There are a bunch of benefits to sleep for professional athletes. We touch on each:
Improved reaction times and decision-making
In high-speed sports like tennis, elite athletes often make split-second decisions as the action literally unfolds in front of them.
Sleep-deprived athletes can suffer from slower reaction times, negatively impacting their optimum performance.
Reduced injury rates
Did you know that a chronic lack of sleep in teens can have as big an influence on injury as actual training?
Sleep helps improve reaction times (as noted above) and so as such, can help to reduce the risk of injury on the court (or field, or track…).
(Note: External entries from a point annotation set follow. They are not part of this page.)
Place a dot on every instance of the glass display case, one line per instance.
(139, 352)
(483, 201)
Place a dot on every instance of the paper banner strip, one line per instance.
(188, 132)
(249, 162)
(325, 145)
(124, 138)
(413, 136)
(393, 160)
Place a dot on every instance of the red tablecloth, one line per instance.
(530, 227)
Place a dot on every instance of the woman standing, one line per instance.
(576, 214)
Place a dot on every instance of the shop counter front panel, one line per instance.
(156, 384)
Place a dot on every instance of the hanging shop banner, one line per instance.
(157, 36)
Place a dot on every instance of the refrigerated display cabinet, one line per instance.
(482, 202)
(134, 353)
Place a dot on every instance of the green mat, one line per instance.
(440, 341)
Poor quality sleep can also impact the immune system, increasing the risk of illness.
Motor skills can be improved with better quality and longer sleep, making shut-eye just as important as an athlete’s training sessions.
A Stanford University study found that college basketball players who added two extra hours of sleep per night found that:
- Speed increased by 5%
- Free throws were 9% more accurate
- Their reflexes were faster
- They felt happier
How much sleep do the world’s best athletes get?
- LeBron James, Roger Federer, and Michelle Wie get around 11-12 hours of sleep every night
- Usain Bolt relies on a solid 8-10 hours of sleep “to rest and recover in order for the training I do to be absorbed by my body”
- Venus Williams needs around 10 hours of sleep every night
- Many athletes take “game day” naps to improve their body’s performance
How do athletes train?
- A typical athlete trains four 5-6 hours every day
- They engage in a mix of low and high intensity training
- Strength and aerobic training is equally important
- Training differs by sport – endurance athletes have different fitness levels than, say, sprinters
When exercise impairs sleep
As you might expect, there’s no blanket rules when it comes to the optimum time of day to exercise; it depends on the individual.
Once upon a time, we were told that vigorous exercise too close to bed would over-stimulate the body and we would struggle to sleep, but for some, nightly workouts prove to be the most convenient and effective.
If you find yourself too hyped-up after a late workout and struggle to sleep, try shifting your gym appointment to straight after work. What works for one person mightn’t work for another – so it’s important to test.
Is there an ideal time to exercise?
Those who love to start the day with a gym session benefit from the following:
- Enhanced metabolism
- A physical and mental boost to start the day
- Improved attention span
Many people exercise in the morning to get it out of the way before the working day has even started.
Afternoon or early evening
By this time of day, your body temperature is higher, meaning that muscles may be working more effectively and the risk of an exercise-related injury can be lowered.
Exercise raises the body’s temperature for several hours. Once your core temperature starts to dip, your body begins its transition into sleep mode. The afternoon can be an ideal time to exercise as it coincides with regular bedtimes.
Some people swear by a high- or low-intensity workout late in the day or before bed. They feel it exhausts them to the point where they’re sleeping well, and evening exercise simply fits into their schedule.
Are you an evening exerciser who struggles with sleep? Change it up – test our other times in the day and, without changing other daily habits, see if you can make a distinction between the time of day you hit the treadmill and the amount of sleep you receive (and quality).
Post-workout insomnia? It might depend on the type of exercise you’re doing
In this study, participants ran on a treadmill at either moderate or high intensity between 9:20pm and 10pm, and went to bed at 11pm.
Researchers found that those in the “moderate” group had little difference in their quality of sleep compared to when they were sedentary before bed.
However, those who engaged in high intensity exercise took 14 minutes longer to fall asleep compared to when they were inactive. Further, their sleep was of lower quality.
From this study we can speculate that high intensity workouts close to bedtime may not allow the body proper recovery and rest time, resulting in a struggle to get to sleep.